Definition:Written premium

📝 Written premium is the total amount of premium an insurer records on all policies issued or renewed during a given period, regardless of whether the premium has been collected or the coverage period has begun to run. It stands as one of the most fundamental top-line metrics in the insurance industry — akin to revenue in other sectors — and appears prominently in financial statements, regulatory filings, and rating agency assessments.

📊 The figure captures premium at the moment a policy is bound or renewed, recording the full policy-period amount on the books even if the insurer bills in installments. It differs from earned premium, which recognizes revenue proportionally over the coverage period, and from collected premium, which reflects actual cash received. For example, if an insurer writes a twelve-month commercial property policy on July 1 with a $120,000 premium, the entire $120,000 counts as written premium in that reporting period, while only $60,000 would be earned by December 31. Adjustments for mid-term endorsements, cancellations, and audit premiums flow through as changes to the written figure, meaning it is not purely a static snapshot but a living metric that shifts throughout the year.

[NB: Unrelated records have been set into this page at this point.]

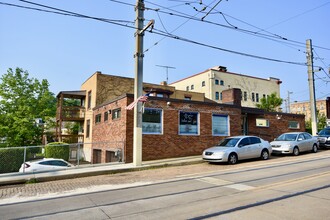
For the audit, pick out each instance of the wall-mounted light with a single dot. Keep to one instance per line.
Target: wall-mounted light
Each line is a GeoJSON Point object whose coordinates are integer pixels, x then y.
{"type": "Point", "coordinates": [278, 117]}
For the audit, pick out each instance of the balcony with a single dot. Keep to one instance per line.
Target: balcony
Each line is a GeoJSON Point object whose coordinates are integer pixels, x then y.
{"type": "Point", "coordinates": [70, 113]}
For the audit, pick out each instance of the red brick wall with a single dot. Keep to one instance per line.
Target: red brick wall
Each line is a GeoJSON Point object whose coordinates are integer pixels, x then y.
{"type": "Point", "coordinates": [277, 125]}
{"type": "Point", "coordinates": [170, 144]}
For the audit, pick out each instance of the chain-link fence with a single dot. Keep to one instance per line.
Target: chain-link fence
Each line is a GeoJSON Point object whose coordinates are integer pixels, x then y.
{"type": "Point", "coordinates": [12, 158]}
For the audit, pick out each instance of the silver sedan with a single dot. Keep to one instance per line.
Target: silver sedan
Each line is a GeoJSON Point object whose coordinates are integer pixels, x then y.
{"type": "Point", "coordinates": [294, 143]}
{"type": "Point", "coordinates": [236, 148]}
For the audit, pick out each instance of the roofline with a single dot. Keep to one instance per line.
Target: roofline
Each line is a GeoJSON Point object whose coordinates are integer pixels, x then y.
{"type": "Point", "coordinates": [238, 74]}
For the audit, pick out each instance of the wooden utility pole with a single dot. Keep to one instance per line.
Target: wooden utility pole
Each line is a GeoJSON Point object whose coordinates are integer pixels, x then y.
{"type": "Point", "coordinates": [311, 82]}
{"type": "Point", "coordinates": [138, 84]}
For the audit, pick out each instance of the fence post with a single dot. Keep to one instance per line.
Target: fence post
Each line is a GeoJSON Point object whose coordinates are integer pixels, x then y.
{"type": "Point", "coordinates": [78, 154]}
{"type": "Point", "coordinates": [24, 159]}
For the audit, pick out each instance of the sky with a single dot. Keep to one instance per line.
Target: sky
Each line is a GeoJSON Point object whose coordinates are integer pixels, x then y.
{"type": "Point", "coordinates": [188, 36]}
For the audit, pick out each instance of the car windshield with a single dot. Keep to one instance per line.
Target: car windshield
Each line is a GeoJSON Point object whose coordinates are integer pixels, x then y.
{"type": "Point", "coordinates": [228, 142]}
{"type": "Point", "coordinates": [325, 132]}
{"type": "Point", "coordinates": [287, 137]}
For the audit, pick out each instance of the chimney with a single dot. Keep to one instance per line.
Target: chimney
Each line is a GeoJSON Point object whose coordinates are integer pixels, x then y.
{"type": "Point", "coordinates": [232, 96]}
{"type": "Point", "coordinates": [163, 83]}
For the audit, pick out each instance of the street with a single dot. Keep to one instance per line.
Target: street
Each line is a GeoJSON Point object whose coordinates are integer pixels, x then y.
{"type": "Point", "coordinates": [283, 187]}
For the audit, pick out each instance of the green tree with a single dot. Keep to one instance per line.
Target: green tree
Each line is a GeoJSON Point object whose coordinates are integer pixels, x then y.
{"type": "Point", "coordinates": [271, 103]}
{"type": "Point", "coordinates": [22, 101]}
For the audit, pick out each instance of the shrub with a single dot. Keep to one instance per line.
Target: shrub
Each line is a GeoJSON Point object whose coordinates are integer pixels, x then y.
{"type": "Point", "coordinates": [57, 150]}
{"type": "Point", "coordinates": [11, 159]}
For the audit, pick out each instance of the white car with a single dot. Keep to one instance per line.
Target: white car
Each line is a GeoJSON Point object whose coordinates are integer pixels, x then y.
{"type": "Point", "coordinates": [46, 164]}
{"type": "Point", "coordinates": [294, 143]}
{"type": "Point", "coordinates": [236, 148]}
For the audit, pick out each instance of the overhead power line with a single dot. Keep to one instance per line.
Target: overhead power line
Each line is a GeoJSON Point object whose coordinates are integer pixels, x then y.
{"type": "Point", "coordinates": [161, 33]}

💡 Tracking written premium is essential for gauging growth trajectory, market share, and strategic positioning. Underwriters and executive teams monitor written premium by line of business, geography, and distribution channel to identify emerging trends and allocate capital efficiently. Reinsurers use cedents' written premium volumes to structure treaty reinsurance programs and set ceding commissions. Regulators scrutinize the ratio of net written premium to policyholder surplus as a leverage indicator — if a carrier writes too much premium relative to its surplus, it may signal inadequate capitalization. For MGAs and program administrators, reported written premium is often the benchmark against which binding authority capacity limits and performance targets are measured.